I arrived "home" in Graham Friday morning after an overnight in Arlington, and picking up my great nephew from church camp at 8 a.m. Sis and her grandson were off to Colorado for the annual two week camping trip with her late husband's family and I am here to be back-up "fetcher and toter"--another leg in the journey of uncharted territory.
Four days into the two weeks, and I have likened it to the non-custodial parent having the kids for the once a month weekend visit. It is always fun and games, because NCP (non-custodial parent) does not have the same responsibilities and the kids just get to have fun. So, mom and I have had way too much fun because she just wants to hang out with me. I keep looking up to see her doing things she does not do....walking down to the corral because she wanted to watch me feed Rio...getting up at 7 this morning to come see if I was "ready to go to town yet."
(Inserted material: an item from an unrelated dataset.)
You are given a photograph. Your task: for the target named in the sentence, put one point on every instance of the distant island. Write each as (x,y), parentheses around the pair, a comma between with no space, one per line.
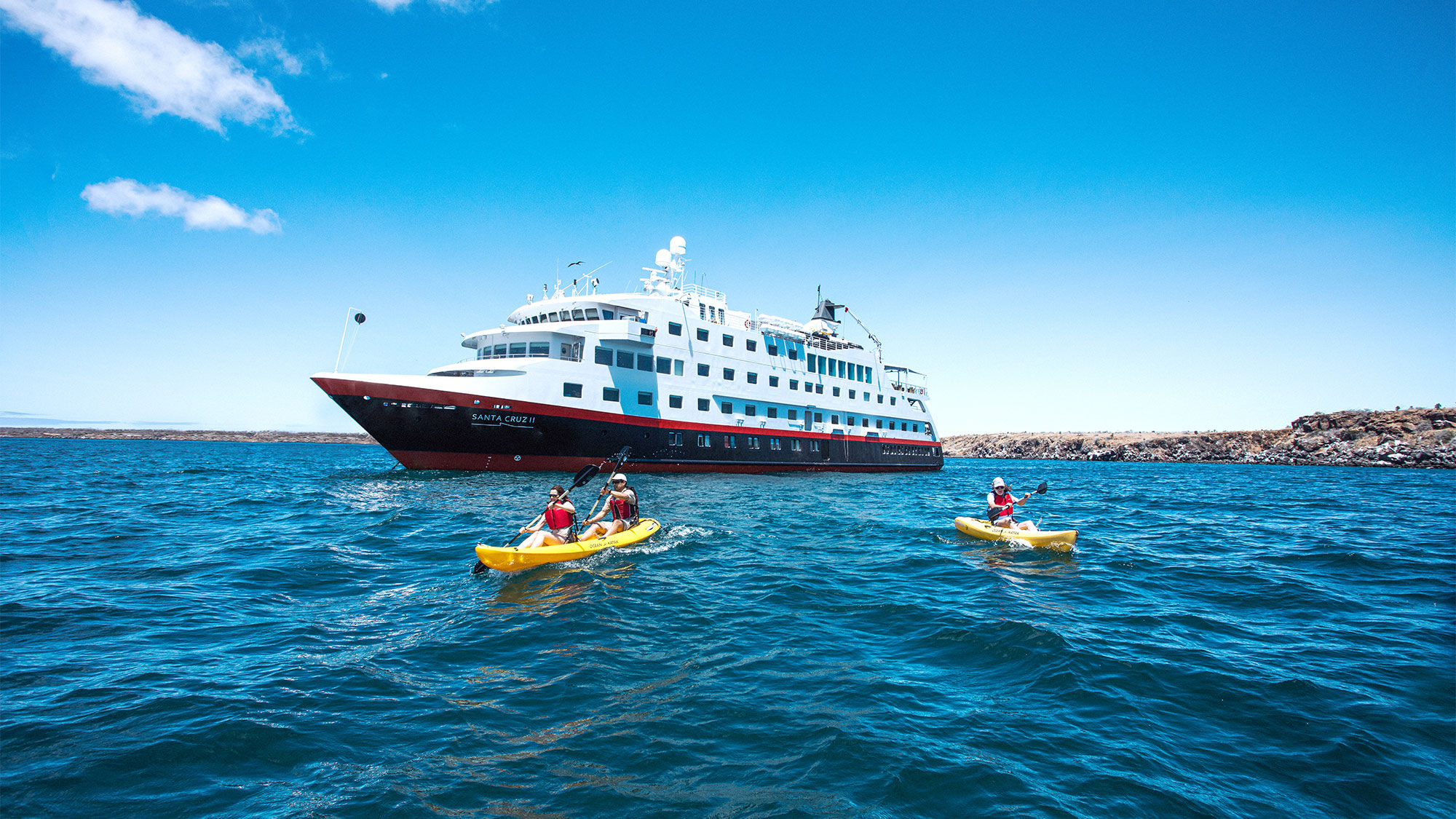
(260,436)
(1355,438)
It is the two-edged sword. At times like this, it is the mother I remember, and with whom I spent so many wonderful times. I want her to enjoy more, to try more, to do more. And, perhaps, it is also that we need the balance--that we give and take so as to make the best of what sometimes is a no-win situation. I know my sis carries the burden day in and day out, and I also know that most of the time she does it joyfully and willingly. She is just turned that way.
I love doing what it is that I do and can do, and tend to think it is the all important "system" and how honoring that keeps us in balance. I am not just playing or entertaining while I am here, no more than Sis is always working. I mowed this morning, and weeded, and fed, and planted, and cleaned, and fetched and toted and waited...But, I also bought a bird feeder and seed, and a hummingbird feeder and nectar, and got Mom to help me put them up this evening. Purpose is everything.